Best practices
There’s essentially two definitions of best practices that I’ve come across:
1) Commercial or professional procedures that are accepted or prescribed as being correct or most effective – Oxford
2) A best practice is a method or technique that has consistently shown results superior to those achieved with other means, and that is used as a benchmark – Wikipedia
The problem with #1 is that just being accepted or prescribed as being correct or most effective does not make something a best practice.
If you are following no practices whatsoever, whether it’s software development or some other field, and then you introduce some reasonably sensible conventions, you’re almost always going to get superior results compared to before. The problem is when the natural improvement that comes from following conventions is used as evidence to describe those conventions as best practices.

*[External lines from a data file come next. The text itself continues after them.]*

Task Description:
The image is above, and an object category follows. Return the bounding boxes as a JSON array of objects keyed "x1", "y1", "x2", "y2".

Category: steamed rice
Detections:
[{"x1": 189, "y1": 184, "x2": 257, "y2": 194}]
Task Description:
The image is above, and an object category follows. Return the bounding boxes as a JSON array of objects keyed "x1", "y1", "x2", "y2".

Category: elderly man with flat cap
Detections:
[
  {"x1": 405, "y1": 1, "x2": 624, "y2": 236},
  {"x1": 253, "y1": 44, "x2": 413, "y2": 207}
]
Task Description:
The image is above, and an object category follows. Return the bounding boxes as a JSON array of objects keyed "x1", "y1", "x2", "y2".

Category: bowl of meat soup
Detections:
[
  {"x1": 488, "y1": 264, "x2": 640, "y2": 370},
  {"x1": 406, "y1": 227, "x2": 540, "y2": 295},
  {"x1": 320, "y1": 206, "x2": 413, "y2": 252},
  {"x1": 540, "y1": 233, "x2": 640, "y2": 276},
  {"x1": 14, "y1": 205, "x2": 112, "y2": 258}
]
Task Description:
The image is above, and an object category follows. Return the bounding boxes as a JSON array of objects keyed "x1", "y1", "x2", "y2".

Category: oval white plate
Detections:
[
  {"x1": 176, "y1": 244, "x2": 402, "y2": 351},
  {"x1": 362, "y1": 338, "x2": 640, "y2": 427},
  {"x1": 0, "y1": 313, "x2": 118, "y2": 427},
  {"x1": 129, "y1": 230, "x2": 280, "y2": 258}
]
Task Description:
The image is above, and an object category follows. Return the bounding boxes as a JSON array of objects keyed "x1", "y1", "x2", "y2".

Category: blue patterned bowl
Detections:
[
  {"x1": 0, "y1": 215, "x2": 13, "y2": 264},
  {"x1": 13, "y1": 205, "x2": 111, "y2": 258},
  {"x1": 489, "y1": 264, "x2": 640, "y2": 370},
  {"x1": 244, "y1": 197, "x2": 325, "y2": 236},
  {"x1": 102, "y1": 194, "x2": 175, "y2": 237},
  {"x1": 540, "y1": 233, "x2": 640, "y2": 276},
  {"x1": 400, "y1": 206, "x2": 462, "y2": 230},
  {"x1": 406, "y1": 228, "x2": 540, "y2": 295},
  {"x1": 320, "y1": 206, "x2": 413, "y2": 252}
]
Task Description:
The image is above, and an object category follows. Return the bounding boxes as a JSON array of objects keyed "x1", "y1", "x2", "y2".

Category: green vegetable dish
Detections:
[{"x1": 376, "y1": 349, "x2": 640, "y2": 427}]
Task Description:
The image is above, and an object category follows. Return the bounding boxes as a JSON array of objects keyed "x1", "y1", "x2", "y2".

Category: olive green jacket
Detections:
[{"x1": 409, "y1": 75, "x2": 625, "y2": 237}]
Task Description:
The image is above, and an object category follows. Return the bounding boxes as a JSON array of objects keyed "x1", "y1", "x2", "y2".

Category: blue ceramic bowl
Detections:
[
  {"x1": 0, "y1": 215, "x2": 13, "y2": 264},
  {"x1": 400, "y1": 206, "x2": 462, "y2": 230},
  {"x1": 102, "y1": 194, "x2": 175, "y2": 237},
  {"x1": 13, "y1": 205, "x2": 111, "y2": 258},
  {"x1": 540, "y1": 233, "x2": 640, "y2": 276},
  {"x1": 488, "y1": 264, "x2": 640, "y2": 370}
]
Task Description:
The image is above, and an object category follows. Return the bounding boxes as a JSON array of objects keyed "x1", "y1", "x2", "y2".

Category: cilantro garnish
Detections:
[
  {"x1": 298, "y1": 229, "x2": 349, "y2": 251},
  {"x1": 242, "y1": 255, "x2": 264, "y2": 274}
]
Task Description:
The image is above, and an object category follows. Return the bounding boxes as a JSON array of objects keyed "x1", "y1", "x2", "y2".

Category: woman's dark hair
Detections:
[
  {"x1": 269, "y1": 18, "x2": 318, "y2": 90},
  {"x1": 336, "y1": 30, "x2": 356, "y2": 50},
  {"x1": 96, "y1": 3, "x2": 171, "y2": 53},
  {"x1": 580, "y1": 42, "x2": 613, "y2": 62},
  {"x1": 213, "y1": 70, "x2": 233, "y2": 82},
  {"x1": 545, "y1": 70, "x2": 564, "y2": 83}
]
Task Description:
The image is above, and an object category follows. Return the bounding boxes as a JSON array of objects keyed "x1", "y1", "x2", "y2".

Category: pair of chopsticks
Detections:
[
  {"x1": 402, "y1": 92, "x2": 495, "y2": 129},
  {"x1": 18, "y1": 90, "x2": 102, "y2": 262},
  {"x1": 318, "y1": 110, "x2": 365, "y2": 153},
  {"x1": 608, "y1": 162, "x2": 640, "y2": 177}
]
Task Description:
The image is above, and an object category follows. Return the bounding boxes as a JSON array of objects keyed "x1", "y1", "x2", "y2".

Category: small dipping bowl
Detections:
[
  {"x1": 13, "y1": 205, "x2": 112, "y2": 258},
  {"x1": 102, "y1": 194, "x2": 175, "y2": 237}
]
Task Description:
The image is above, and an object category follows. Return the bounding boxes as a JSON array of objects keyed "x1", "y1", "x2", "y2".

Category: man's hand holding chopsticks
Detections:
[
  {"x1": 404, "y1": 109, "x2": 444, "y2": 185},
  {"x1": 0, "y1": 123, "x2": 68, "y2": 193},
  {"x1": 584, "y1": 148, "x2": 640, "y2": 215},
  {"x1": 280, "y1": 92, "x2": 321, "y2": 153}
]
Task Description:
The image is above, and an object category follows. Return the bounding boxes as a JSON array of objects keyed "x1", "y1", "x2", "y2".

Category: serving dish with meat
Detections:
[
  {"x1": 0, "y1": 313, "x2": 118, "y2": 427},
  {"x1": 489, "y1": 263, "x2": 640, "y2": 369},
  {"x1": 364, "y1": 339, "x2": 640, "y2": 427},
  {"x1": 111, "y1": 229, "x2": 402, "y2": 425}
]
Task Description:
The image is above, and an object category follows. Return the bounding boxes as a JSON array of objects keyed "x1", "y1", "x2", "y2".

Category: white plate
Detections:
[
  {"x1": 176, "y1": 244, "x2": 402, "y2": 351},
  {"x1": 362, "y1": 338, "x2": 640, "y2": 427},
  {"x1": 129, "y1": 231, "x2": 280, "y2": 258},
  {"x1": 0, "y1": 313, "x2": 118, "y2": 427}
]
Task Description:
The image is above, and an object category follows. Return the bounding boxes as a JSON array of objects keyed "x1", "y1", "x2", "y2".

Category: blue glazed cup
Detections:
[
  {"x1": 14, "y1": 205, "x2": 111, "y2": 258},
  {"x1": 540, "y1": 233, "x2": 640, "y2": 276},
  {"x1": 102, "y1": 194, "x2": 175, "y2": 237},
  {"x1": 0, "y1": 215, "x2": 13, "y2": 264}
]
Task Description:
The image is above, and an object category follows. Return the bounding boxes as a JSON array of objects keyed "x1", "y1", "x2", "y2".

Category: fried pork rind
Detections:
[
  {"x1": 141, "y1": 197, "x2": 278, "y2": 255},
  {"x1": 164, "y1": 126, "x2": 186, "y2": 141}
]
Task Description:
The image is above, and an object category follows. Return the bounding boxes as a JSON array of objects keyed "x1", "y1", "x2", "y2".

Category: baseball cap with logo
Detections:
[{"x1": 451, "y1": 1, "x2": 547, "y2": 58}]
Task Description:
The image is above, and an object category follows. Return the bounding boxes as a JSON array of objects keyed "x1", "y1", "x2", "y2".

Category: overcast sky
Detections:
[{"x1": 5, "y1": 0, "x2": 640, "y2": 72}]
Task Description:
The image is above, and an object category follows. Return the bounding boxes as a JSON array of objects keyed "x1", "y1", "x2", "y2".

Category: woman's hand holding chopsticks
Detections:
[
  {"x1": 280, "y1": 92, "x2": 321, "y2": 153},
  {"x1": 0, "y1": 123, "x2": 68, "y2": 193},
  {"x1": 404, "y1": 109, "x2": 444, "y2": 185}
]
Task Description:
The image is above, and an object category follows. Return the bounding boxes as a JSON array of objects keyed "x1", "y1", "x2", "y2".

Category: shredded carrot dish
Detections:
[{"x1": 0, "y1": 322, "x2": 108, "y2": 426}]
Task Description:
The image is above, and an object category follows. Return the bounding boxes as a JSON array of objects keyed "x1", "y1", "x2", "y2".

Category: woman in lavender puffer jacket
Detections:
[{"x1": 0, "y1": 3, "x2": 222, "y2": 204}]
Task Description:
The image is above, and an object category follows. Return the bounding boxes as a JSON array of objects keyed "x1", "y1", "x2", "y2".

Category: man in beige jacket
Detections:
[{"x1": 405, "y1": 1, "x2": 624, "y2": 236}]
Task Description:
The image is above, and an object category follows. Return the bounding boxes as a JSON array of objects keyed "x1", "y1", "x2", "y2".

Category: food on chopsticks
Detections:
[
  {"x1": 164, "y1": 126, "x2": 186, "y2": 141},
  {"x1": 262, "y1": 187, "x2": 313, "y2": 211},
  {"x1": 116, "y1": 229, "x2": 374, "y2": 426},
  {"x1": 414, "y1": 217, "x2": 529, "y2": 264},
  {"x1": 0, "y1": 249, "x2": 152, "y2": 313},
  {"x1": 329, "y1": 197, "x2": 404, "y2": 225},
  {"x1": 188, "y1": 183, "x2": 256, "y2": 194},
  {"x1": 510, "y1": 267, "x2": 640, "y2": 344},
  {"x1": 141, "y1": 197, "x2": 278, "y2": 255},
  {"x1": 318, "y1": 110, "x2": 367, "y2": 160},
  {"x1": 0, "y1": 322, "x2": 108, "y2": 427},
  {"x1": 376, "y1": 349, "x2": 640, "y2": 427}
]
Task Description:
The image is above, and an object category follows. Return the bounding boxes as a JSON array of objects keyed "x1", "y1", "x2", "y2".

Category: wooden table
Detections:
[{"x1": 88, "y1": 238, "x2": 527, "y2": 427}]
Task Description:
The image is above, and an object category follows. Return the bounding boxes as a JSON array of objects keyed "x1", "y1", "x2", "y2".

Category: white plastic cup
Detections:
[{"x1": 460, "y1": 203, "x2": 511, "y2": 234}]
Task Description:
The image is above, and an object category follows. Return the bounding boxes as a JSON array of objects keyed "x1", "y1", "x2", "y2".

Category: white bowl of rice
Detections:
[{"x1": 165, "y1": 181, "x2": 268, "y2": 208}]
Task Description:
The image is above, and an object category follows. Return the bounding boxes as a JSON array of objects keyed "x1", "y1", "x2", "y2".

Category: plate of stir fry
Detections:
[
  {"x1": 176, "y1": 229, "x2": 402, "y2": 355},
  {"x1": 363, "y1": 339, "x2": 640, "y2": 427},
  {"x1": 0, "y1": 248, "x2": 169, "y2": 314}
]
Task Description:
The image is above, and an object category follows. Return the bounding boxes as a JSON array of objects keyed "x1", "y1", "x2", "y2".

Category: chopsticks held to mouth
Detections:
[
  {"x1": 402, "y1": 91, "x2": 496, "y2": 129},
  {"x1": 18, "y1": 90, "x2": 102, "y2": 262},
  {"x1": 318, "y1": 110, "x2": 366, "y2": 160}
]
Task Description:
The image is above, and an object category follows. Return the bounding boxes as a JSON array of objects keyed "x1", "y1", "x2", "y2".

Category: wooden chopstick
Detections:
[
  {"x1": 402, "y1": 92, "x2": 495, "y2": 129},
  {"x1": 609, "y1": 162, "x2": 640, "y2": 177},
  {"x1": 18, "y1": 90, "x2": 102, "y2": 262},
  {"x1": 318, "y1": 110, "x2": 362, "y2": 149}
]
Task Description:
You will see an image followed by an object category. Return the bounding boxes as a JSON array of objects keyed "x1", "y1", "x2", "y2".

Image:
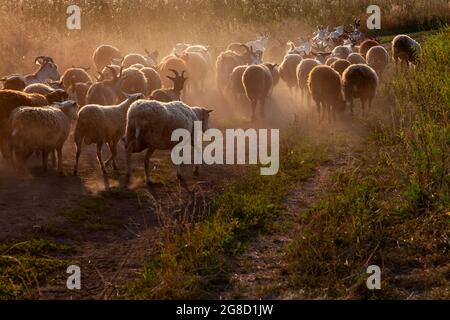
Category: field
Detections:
[{"x1": 0, "y1": 0, "x2": 450, "y2": 299}]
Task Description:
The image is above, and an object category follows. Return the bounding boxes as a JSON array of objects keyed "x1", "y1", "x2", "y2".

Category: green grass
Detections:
[
  {"x1": 0, "y1": 239, "x2": 74, "y2": 300},
  {"x1": 128, "y1": 135, "x2": 326, "y2": 299},
  {"x1": 287, "y1": 28, "x2": 450, "y2": 299}
]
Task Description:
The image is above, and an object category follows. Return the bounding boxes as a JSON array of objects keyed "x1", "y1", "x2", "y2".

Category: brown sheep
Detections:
[
  {"x1": 242, "y1": 64, "x2": 276, "y2": 121},
  {"x1": 297, "y1": 59, "x2": 320, "y2": 107},
  {"x1": 156, "y1": 56, "x2": 187, "y2": 88},
  {"x1": 150, "y1": 69, "x2": 187, "y2": 102},
  {"x1": 0, "y1": 90, "x2": 48, "y2": 159},
  {"x1": 141, "y1": 67, "x2": 162, "y2": 94},
  {"x1": 278, "y1": 53, "x2": 302, "y2": 95},
  {"x1": 359, "y1": 39, "x2": 380, "y2": 57},
  {"x1": 342, "y1": 64, "x2": 378, "y2": 115},
  {"x1": 308, "y1": 65, "x2": 345, "y2": 122},
  {"x1": 392, "y1": 34, "x2": 422, "y2": 69},
  {"x1": 330, "y1": 59, "x2": 351, "y2": 75},
  {"x1": 92, "y1": 44, "x2": 123, "y2": 71}
]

Take something really general like code formatting. We know that following a convention about using only one of either tabs or spaces does matter, but it also doesn’t matter which one you choose, so long as you consistently follow a convention. However, if a team were to switch to a “tabs only” convention from no convention, they might incorrectly conclude that tabs are best.
As much as my lizard brain may want to smash pro-tab rhetoric into oblivion, there’s no good reason. The argument might be fun to have, but as near as we can tell, it doesn’t matter. And yet you see people hawking conventions as best practices all the time. I guess if the value is there… but still…
Establishing and implementing what are the truly best practices is a fairly arduous, highly contextual process. This leads to effective conventions being described as best practices as a short cut / misnomer. And many times it works because often the best practice is just having a practice at all.